He said companies often miss that point because their main focus is to make money. But they can do their part to protect the national infrastructure and make business boom in the process. After all, Minihan said, companies that show they're serious about preventing data theft and other attacks improve their stature among potential clients.

"As you build your business base, remember that you can make money, be wildly successful financially and still contribute to the security of the national infrastructure," Minihan said. How? By developing and adopting technology people can trust, he said.

"To ensure trust in technology we must have five key service offerings: authentication, privacy, nonrepudiation, data integrity and the confidence that we can repeat the good user experience," Minihan said. "Today there's a lack of trust in modern technology. Critical infrastructure is inadequately used in the context of the technology out there today."

ID management a core ingredient
Insight into where that trust is needed most can be found in recent headlines about big U.S. enterprises acknowledging the theft or loss of data affecting millions of people. "One of the greatest concerns in the business world today is the question of whether you are who you say you are," Minihan said. "We used to talk about forensics, being able to tell when something has happened. Today, you're looking at moving toward preventive technology over descriptive technology." The threat of identity theft is a primary reason, he added.

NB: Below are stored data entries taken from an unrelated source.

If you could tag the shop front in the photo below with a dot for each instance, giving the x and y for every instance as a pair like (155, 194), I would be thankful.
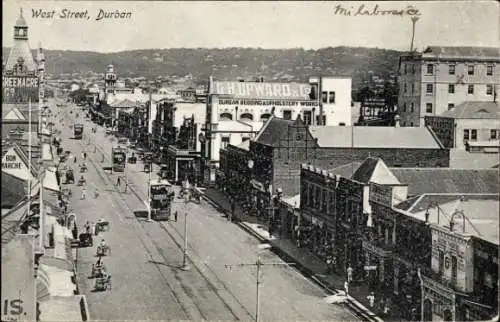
(183, 164)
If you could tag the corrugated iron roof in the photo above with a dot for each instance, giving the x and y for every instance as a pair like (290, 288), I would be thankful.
(474, 110)
(461, 52)
(374, 137)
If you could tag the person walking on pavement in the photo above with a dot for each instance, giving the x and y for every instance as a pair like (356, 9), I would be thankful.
(349, 273)
(371, 299)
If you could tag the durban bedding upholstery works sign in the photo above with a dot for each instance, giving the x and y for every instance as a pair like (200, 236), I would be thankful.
(273, 91)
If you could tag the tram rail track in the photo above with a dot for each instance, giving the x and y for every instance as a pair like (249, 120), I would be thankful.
(212, 286)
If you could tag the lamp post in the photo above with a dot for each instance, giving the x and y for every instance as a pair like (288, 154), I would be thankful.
(258, 265)
(427, 214)
(185, 266)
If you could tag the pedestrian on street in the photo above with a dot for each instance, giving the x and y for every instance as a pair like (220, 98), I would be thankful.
(349, 273)
(371, 299)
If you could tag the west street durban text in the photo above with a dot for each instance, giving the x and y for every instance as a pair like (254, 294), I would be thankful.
(98, 15)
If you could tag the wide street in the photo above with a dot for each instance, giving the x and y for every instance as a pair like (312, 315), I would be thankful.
(146, 256)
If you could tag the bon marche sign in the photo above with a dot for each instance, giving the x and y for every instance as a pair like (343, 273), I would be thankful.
(13, 165)
(278, 91)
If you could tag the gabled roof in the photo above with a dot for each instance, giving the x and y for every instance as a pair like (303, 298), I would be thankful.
(346, 170)
(474, 110)
(461, 52)
(447, 180)
(13, 114)
(273, 129)
(126, 103)
(374, 137)
(374, 170)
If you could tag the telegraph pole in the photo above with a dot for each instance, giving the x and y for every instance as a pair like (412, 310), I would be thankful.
(258, 265)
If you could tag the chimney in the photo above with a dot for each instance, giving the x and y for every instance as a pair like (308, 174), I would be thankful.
(397, 121)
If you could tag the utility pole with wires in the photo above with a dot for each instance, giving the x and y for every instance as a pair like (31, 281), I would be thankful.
(258, 265)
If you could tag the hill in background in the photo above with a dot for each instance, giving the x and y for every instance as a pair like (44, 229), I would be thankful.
(232, 63)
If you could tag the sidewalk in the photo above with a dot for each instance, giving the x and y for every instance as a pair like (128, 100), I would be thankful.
(308, 263)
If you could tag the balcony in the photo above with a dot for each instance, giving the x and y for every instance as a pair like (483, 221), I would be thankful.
(378, 246)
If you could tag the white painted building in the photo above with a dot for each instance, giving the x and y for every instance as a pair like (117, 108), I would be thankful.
(237, 110)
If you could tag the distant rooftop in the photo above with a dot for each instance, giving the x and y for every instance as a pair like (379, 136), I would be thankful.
(374, 137)
(461, 52)
(481, 212)
(474, 110)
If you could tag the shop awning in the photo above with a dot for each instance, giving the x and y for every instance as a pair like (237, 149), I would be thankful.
(50, 181)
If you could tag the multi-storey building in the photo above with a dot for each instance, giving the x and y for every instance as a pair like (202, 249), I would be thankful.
(472, 126)
(236, 111)
(441, 78)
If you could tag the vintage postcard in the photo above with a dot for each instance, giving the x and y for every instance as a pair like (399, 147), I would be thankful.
(250, 160)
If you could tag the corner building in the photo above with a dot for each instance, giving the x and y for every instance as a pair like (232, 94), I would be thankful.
(441, 78)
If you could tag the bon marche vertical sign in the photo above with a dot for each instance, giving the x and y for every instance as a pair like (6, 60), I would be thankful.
(20, 89)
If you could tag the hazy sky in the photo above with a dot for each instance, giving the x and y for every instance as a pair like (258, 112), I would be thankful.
(159, 24)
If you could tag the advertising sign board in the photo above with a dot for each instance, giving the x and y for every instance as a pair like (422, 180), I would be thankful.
(257, 90)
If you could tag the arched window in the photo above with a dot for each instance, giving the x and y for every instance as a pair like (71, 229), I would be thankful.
(265, 116)
(246, 116)
(225, 117)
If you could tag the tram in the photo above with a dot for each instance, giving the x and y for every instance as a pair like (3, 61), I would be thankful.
(161, 197)
(119, 156)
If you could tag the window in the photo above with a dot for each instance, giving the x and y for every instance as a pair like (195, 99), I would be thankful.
(441, 262)
(331, 98)
(473, 135)
(224, 142)
(287, 115)
(307, 117)
(324, 97)
(430, 69)
(466, 135)
(489, 70)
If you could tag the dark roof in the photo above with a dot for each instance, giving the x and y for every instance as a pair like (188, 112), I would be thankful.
(369, 137)
(474, 110)
(272, 130)
(12, 190)
(446, 180)
(374, 170)
(461, 52)
(346, 170)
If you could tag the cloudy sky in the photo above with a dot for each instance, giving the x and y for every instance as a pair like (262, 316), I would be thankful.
(159, 24)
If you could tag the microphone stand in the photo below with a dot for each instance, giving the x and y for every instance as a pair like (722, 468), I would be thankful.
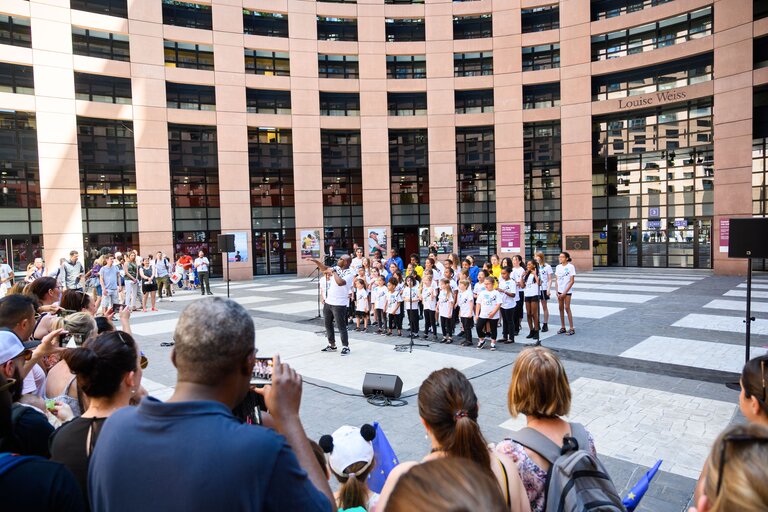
(409, 346)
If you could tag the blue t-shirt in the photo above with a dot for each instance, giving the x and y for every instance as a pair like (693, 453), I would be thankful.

In the end, ID management is about trust, he said. Companies that work to develop and/or adopt the best ID management technology play a role in homeland security by making it harder for data thieves to penetrate their infrastructure. Meanwhile, potential customers see that their private information will be protected if they do business with that company and business can grow.

"With identity management you can be profitable" while keeping the bad guys out, Minihan said.

A bridge between government and private enterprise
Minihan's comments come on the heels of a recent report by the Government Accountability Office [GAO] that takes the U.S. Department of Homeland Security [DHS] to task for not doing enough to reach out to the private sector.

The report said the agency "has not fully addressed any of the [key] responsibilities" related to cybersecurity and national security "and much work remains ahead." There's a growing risk that large portions of the national infrastructure "are either unaware of key areas of cybersecurity risks or unprepared to effectively address cyberemergencies," the report said. "Further, DHS continues to have difficulties in developing partnerships -- as called for in federal policy -- with other federal agencies, state and local governments, and [the] private sector."

David A. Powner, director of information technology management issues at the GAO, wrote the report and listed outreach to the private sector as a top priority. "We need a national threat assessment," he said. "That would be of great value to the private sector."

In an interview after his speech to Courion's customers, Minihan agreed the agency has more work to do. But as he told his audience, the private sector also has room for improvement.

"I agree DHS must be more open, but the business community must also reach out to DHS," he said. "Businesses need to be clearer on what they need from the government so they can play a greater role in homeland security."